Wellington believed the squad’s racial diversity brought a spark to the team’s play.
“What Black students and players brought to Oberlin was an entirely different experience related to sports, and basketball in particular,” Wellington wrote in Oberlin Fever.
Wellington also detailed how the representation of Black athletes drew interest from Black community members, who were often a part of packed crowds watching the team during their OAC championship season. He believed the support of fans gave the team a significant advantage.

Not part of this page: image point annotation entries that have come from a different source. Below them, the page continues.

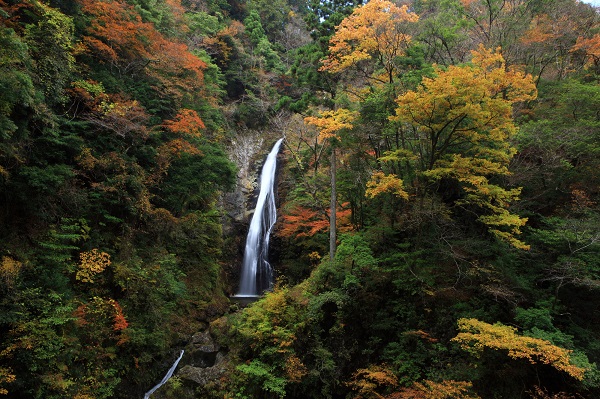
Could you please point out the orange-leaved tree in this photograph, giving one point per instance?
(377, 30)
(330, 124)
(461, 123)
(118, 36)
(476, 335)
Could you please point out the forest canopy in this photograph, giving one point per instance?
(438, 224)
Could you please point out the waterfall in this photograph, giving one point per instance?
(257, 274)
(166, 377)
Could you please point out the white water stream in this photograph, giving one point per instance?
(257, 274)
(165, 378)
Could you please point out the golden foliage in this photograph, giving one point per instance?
(6, 377)
(382, 183)
(374, 30)
(329, 123)
(476, 335)
(590, 47)
(91, 263)
(463, 118)
(186, 122)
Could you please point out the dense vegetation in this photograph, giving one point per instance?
(439, 227)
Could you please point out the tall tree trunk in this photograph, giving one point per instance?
(332, 207)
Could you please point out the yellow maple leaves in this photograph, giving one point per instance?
(329, 123)
(91, 263)
(476, 335)
(381, 183)
(462, 119)
(377, 29)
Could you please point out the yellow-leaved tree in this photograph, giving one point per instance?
(377, 30)
(461, 121)
(475, 335)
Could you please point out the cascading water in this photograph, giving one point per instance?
(165, 378)
(257, 274)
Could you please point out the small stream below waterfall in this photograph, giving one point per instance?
(257, 273)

Before the raucous Oberlin crowds of the 1970 season, the Yeomen secured a 12–6 record and were poised for success as the No. 2 seed in the seven-team Northern Division section of the OAC tournament. In the first two rounds of the tournament, Oberlin coasted to double-digit wins over the University of Mount Union and Heidelberg University, then known as Heidelberg College. They then beat The College of Wooster by nine to win the Northern Division title. This set up an OAC championship matchup against Wittenberg University, whom Oberlin had not
beaten in 18 years. Not only did Oberlin have a history of losing to them, but Wittenberg was also on a 16-game winning streak going into the championship that season.
It was estimated that around 1,500 Oberlin supporters showed up to the game at Baldwin Wallace University to cheer on the Yeomen, greatly outnumbering Wittenberg fans. In front of the fired-up crowd, Oberlin jumped to an early lead and held it the whole game despite Wittenberg cutting it close at times. Wellington and Miller played key roles in the victory, with Wellington leading scorers with 26 points and Miller leading the game in rebounds with nine.

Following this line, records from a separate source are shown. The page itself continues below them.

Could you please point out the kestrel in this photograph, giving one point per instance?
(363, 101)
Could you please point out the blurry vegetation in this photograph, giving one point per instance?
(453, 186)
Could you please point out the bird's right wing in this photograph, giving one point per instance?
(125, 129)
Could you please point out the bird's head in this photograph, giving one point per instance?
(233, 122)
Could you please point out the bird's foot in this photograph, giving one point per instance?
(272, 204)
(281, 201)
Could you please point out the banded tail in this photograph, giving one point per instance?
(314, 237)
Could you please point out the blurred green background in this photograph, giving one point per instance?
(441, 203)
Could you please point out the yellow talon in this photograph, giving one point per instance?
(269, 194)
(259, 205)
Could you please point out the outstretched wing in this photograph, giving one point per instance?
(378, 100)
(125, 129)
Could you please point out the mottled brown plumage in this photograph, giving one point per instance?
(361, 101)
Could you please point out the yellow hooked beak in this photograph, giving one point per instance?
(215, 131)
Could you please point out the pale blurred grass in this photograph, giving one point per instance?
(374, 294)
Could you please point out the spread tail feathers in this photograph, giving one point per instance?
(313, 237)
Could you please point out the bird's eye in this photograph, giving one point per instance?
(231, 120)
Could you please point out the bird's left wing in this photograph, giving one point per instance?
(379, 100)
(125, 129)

The excitement over the win extended back to Oberlin where fans gathered at Tappan Square to continue the celebration. The festivities were well documented in a March 1970 edition of the Review.
“The win touched off perhaps the wildest athletic victory celebration in College history,” the Review reads. “A prolonged and insistent din of horns began to arise over usually placid Tappan Square shortly after the advance guard of returnees from B-W pulled into town, and it grew steadily into a tumultuous uproar.”
Unfortunately for Oberlin, the OAC tournament extended past the NCAA’s deadline for naming participants of the NCAA tournament, so it would be Capital University, the OAC regular season champion, that would play in the national tournament that year.
The greater significance of the championship team was documented by Wellington and Miller, who believe their win gave the Oberlin campus, which became politically and racially fractured during the late 1960s, something to unite over.